Watch more of EyeHateGod playing live in London earlier this year:

It’s great to see the brotherhood still strong between bands from the NOLA scene. How is it different now to when you started out in the late 80’s?
“I don’t know, I guess a few bands have had success. There’s also a lot of new young bands that are coming out… there’s a band called Harp right now that are really good, and Gary [Mader, bass]’s other band Hawg Jaw. It’s really not that much different except for the success some people have had but everybody is still like family, we’re all like brothers.”

You guys are all very productive musically with numerous other projects on the go, is it hard getting everyone together to write, record or even just hang out?
“Well, they practice a lot. I live like an hour away from New Orleans right now. After Hurricane Katrina hit and all that, I’ve been living across the lake, which is an hour from New Orleans so I don’t get out that often. But they practice quite a bit and write, or even just hang out or whatever. But Im planning on moving back to the city soon.”
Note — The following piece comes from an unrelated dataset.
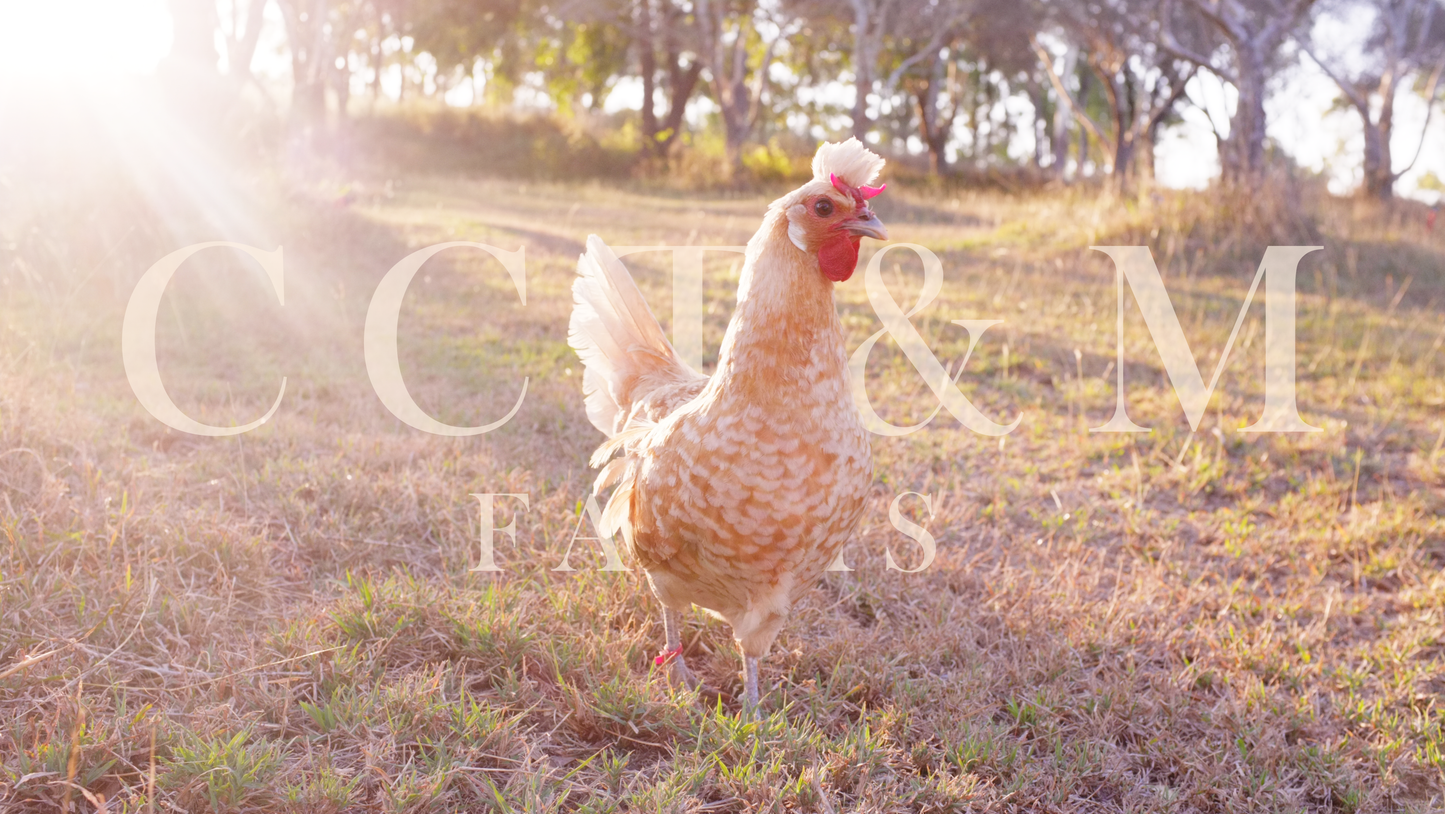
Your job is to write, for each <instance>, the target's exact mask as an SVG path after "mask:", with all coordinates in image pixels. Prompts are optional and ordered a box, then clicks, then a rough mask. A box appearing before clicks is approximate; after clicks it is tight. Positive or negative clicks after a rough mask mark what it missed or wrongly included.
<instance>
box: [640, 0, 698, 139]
mask: <svg viewBox="0 0 1445 814" xmlns="http://www.w3.org/2000/svg"><path fill="white" fill-rule="evenodd" d="M636 19H637V22H636V29H634V30H636V35H634V40H636V43H637V55H639V59H637V61H639V72H640V74H642V136H643V146H644V149H649V150H650V152H652V153H653V155H655V156H657V158H668V152H669V149H670V147H672V145H673V142H675V140H676V139H678V133H681V132H682V116H683V114H685V113H686V108H688V100H691V98H692V93H694V90H695V88H696V87H698V78H699V77H701V75H702V61H701V59H699V58H698V55H696V53H691V55H689V53H686V52H685V43H686V40H688V39H695V36H696V30H695V29H691V27H689V26H688V22H686V20H688V14H686V12H685V10H683V9H682V7H679V6H678V3H676V1H675V0H637V14H636ZM659 53H660V56H662V72H663V74H665V75H666V97H668V101H666V108H665V111H659V108H657V69H659V65H657V56H659Z"/></svg>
I’ve always found your lyrics deeply intriguing, very cryptic and hazy yet they still somehow make sense. What are your influences when writing?
“So much different stuff. Certain writers like Burrows, of course, and Charles Bukowski. I guess the abstract, cut and paste style of Burrows but with Bukowski’s bleakness. You know that alcoholic view of things, so that’s a big influence. Also there’s singer/writers like Nick Cave and Darby Crash and the Germs. Then there’s other things like walking down the street of a city, things like that can be an influence too.”
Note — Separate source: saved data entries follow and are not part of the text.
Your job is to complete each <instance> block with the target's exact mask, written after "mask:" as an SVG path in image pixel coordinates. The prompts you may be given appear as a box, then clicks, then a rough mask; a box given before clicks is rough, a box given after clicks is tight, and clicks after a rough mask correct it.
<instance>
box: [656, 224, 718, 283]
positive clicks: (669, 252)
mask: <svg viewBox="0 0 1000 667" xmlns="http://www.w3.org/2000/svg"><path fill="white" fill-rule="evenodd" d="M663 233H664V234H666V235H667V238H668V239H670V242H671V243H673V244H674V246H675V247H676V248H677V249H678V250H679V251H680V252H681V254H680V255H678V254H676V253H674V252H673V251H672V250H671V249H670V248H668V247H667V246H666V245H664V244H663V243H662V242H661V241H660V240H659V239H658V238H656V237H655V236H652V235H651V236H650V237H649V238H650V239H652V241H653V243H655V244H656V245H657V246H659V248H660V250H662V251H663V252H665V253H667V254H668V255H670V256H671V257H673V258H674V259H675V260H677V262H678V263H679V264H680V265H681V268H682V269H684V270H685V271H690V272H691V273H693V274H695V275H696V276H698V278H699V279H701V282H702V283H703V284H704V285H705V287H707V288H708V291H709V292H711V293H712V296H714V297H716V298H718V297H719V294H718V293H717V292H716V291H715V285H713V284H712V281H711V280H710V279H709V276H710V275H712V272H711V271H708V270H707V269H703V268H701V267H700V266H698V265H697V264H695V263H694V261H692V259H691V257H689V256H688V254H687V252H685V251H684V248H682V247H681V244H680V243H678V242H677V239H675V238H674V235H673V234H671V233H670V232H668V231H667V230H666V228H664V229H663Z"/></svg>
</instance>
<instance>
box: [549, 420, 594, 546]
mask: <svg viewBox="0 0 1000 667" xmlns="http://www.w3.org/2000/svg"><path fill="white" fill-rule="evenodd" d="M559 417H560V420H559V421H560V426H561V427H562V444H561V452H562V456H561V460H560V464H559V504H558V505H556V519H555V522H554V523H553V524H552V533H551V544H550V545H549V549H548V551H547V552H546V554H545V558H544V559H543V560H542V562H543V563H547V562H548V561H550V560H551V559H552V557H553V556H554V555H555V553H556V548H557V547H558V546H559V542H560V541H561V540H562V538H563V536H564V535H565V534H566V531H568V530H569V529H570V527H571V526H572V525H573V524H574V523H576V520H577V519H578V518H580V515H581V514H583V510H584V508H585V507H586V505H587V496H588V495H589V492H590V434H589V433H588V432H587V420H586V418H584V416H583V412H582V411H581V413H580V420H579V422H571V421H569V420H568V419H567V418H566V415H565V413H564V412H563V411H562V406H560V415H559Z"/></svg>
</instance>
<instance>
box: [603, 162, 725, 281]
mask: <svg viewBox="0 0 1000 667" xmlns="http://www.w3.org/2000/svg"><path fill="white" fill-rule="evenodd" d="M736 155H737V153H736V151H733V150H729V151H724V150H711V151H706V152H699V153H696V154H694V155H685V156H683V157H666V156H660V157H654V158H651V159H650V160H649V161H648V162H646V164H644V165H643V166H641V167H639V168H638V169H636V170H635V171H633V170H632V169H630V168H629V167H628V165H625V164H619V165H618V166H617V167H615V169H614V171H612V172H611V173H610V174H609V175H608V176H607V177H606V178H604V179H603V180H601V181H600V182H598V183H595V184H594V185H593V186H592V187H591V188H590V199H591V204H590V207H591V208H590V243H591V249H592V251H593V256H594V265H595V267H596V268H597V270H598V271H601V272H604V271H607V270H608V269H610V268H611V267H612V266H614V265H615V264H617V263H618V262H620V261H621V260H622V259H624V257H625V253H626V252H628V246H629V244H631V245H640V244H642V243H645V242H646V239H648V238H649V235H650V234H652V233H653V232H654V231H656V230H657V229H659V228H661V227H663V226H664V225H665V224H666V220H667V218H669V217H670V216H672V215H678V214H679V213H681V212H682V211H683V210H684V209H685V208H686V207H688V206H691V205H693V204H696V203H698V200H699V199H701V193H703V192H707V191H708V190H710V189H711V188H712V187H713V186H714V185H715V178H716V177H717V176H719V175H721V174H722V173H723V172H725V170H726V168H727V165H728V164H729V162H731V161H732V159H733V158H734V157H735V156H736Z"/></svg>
___Photo used with permission © Taylor Keahey

Some of your lyrics and material in your book, Cancer As A Social Activity, must have been written when you were in a much darker place. Has your writing style changed at all since?
“I would say no, it hasn’t you know. I’m still the same psychotic mind, I would say. I will admit with some of my newer stuff, there’s a glimmer of hope in there sometimes. It’s not completely desolate. So sometimes I’ll say something positive and you know what, it’s not a bad thing to be positive. I’d still call it dark, negative poetry – but with a little positivity. I decided I’d rather live a little bit, I used to not really care if I lived or died but now Im kinda excited about getting old.”
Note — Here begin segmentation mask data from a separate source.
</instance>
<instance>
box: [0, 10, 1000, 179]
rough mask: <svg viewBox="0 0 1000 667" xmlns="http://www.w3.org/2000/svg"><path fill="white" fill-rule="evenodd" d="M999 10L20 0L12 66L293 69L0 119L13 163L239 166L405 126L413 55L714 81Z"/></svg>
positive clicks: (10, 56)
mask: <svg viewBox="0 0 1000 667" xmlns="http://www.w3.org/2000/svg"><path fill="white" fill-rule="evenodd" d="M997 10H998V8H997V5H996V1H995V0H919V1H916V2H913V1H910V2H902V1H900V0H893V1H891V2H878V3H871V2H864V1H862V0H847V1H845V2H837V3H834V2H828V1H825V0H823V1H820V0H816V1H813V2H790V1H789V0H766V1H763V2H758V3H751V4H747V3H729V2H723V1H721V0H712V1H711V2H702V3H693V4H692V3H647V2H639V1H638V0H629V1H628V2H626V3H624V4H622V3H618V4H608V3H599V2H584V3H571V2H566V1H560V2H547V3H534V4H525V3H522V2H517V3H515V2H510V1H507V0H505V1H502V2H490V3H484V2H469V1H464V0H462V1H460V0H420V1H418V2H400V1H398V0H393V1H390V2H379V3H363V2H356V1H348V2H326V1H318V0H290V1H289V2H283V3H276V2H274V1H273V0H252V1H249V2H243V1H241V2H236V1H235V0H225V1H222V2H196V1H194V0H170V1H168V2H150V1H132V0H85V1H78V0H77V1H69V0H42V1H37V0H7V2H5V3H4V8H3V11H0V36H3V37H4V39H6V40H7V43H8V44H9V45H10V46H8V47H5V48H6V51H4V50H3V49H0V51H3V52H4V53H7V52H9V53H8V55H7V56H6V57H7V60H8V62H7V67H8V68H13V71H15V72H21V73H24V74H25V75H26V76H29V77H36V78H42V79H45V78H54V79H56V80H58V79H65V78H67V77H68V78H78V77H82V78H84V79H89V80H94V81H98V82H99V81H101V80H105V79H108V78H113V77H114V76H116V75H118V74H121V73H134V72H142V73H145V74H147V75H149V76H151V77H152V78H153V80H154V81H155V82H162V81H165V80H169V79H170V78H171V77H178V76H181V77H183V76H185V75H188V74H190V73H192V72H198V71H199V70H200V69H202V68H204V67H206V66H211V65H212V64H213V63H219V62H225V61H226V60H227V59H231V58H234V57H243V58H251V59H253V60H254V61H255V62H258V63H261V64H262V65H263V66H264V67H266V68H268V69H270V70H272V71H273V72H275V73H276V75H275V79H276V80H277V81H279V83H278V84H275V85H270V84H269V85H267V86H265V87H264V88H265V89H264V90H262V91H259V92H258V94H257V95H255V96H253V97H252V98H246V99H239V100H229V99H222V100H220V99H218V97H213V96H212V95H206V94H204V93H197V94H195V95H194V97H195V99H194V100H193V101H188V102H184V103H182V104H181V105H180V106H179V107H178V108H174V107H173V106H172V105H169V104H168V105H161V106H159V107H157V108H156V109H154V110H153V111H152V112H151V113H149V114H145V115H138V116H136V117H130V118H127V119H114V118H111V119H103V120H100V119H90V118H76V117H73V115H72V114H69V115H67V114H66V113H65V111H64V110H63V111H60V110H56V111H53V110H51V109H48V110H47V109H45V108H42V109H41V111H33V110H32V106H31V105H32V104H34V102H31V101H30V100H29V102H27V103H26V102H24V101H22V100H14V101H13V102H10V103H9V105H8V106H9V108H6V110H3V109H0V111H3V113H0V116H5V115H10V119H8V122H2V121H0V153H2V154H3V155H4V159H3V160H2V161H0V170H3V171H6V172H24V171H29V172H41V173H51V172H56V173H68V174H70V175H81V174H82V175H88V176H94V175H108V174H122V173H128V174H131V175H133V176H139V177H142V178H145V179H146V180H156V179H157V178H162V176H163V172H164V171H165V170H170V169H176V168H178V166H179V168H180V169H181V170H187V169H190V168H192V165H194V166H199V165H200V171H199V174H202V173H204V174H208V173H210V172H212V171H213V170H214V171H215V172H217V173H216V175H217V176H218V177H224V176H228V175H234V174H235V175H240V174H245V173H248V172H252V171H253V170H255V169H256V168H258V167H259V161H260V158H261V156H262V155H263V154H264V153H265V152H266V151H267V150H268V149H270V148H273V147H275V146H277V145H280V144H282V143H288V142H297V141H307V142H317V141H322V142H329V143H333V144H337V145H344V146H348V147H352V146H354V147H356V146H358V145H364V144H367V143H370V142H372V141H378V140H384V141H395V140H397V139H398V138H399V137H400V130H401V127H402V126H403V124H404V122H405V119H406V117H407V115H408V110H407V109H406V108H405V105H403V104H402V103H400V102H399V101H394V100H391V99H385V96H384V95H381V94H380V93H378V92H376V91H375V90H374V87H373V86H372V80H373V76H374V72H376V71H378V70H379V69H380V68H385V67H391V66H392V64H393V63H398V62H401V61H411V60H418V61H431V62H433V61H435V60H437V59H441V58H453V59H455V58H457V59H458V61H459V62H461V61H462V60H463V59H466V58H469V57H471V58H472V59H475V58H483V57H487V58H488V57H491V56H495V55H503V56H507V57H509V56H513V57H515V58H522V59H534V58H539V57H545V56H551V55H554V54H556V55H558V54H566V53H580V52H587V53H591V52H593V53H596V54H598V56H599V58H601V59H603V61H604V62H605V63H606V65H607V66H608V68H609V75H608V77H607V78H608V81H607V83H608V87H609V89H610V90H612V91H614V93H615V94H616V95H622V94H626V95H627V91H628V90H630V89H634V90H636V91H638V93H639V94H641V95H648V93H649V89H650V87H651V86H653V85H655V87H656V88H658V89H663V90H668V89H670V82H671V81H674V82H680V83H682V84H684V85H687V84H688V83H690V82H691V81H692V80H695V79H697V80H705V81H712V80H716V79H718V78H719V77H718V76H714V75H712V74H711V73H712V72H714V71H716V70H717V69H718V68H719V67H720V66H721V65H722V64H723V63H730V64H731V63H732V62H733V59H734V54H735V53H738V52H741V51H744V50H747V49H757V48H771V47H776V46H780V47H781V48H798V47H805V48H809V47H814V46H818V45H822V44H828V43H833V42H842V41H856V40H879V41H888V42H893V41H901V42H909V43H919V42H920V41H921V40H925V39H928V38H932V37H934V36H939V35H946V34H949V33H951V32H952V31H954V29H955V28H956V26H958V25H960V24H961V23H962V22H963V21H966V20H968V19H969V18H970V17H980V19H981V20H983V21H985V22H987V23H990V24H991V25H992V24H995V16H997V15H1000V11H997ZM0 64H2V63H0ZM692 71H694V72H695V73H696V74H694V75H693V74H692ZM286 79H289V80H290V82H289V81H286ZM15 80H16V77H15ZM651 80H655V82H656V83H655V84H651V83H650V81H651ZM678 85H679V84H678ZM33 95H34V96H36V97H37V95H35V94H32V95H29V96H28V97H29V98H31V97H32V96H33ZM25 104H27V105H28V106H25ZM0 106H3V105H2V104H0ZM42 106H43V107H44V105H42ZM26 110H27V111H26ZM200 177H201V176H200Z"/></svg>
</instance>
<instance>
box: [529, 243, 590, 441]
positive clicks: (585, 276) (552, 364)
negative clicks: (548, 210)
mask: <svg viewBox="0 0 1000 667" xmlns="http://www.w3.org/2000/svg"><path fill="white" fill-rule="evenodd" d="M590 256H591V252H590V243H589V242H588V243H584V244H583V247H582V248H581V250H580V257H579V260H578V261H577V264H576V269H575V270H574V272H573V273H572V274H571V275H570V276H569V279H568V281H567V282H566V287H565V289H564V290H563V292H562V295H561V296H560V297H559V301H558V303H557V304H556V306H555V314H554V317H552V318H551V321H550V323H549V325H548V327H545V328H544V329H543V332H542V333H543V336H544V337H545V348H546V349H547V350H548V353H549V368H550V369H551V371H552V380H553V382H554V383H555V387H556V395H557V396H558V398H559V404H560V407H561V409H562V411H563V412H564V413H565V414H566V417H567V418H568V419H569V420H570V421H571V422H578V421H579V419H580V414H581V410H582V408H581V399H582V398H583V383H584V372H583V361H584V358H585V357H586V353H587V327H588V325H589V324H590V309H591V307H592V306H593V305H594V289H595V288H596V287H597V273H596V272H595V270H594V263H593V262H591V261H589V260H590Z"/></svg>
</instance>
You were once the associate editor of Metal Maniacs, how much are you still involved music journalism?
“Yeah I write for this magazine from Argentina called Jedbangers. I do a column there, so at the moment Im doing a tour diary with Eyehategod for them. I write for a local New Orleans magazine called Paranoize, I do record reviews or interview local bands. I also write for a magazine called Unbelievably Bad from Australia. Anything I can do like that I love to do. I’ve done stuff for a bunch of different magazines, you might see an interview with a band, a record review or tour diary for Eyehategod or something. To stay outta trouble I have to keep busy!”